她唇一咬,心一横的睁了眼,“你这是做什么?过河拆桥吗?!”

“过河拆桥?”他冷睨着她。

“没错,也不想想,是谁没嫌弃你成了毒虫,费心帮你戒了毒,还设计将郭家的家当全部骗来一把火烧尽,让你报仇雪恨的?”她不客气的邀功。

“是啊,这些可都是你的功劳,我铭感五内,没齿难忘,可是为什么我却觉得你做这些事不是在帮我,而是在藉机报老鼠冤呢?”

他长臂一捞,将她由床上捞进怀里,眼鼻相对,蓝眼犀光。

这女人不断对别的男人烟视媚行,偏偏他得装痴不能发飙,如今该是算帐的时候了!

“我……我这是在刺激你……的求生意志……”月牙泉心虚的辩解。

“那还真是刺激……到我血脉偾张,差点没有教自己喷出的血给噎死了。”扣着她身子的手加重力道,她呻吟了一下。

“你这男人真是小心眼耶,那男人连我衣角都没碰到。

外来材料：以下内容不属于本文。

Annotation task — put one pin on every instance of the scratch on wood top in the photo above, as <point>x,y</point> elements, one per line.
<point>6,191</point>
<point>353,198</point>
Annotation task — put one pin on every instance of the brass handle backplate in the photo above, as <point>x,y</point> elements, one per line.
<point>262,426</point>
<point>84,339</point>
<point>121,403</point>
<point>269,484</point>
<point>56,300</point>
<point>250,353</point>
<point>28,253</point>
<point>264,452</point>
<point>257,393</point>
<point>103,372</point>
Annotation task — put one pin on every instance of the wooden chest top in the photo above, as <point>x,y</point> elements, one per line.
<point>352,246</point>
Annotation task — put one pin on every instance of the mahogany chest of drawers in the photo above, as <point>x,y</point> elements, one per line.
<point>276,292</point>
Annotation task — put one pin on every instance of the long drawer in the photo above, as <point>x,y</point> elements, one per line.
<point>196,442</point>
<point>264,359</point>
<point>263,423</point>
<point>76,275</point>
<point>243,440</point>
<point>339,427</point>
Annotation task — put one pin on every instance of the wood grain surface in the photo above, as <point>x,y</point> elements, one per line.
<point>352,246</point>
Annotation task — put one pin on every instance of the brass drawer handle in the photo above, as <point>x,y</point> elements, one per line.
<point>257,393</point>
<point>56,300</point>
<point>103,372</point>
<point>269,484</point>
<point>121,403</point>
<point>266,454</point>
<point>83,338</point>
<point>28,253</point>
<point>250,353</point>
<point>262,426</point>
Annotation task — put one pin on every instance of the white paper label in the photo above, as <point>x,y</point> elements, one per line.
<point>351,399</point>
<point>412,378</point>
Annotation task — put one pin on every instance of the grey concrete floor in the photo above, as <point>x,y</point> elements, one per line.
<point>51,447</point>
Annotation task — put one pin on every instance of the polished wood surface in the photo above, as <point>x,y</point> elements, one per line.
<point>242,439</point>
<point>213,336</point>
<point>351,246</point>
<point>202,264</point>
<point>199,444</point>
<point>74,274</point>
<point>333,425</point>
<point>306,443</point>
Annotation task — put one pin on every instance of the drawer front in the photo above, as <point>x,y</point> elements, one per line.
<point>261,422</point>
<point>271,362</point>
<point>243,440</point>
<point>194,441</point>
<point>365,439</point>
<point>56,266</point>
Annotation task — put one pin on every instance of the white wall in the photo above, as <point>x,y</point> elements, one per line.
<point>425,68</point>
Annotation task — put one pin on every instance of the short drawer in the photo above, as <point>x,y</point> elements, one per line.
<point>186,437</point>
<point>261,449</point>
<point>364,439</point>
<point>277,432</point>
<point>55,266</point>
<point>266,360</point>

”她赶紧自白澄清。

“你敢用布盖住我的眼,不就是怕我瞧见,所以到底有没有碰到,还真只有天知晓了。”

瞧着他发着森森冷光的蓝眸眨也不眨的瞪着她,让她甜兮兮的脸儿往下垮,眼神也闪烁起来,“人家是好心,怕你气到内出血……”

卞无晨眯深了眼。“我瞧你是见我没有被毒死,才想到要用男人气死我吧?!你该知道我对付人的手段有多阴狠。”他力道又再次收缩,让她咬牙蹙眉。

“我都做了你的妻子了,你还想怎么样嘛?”她娇嗔告饶。

“说的好,既然是我的妻子,调教妻子天经地义,而你顽劣成性,我自然得严刑重治,不然何以为夫?!”

“刷”的一声,她听见衣料被撕裂的声音,低头一瞧。吓,自己身上这套昂贵精致的嫁衣被撕成两半了。

这会她身上只剩绣着鸳鸯的红包肚兜跟亵裤,她身子轻颤了一下,咬咬下唇。瞧来这男人真的很冒火,要算总帐了。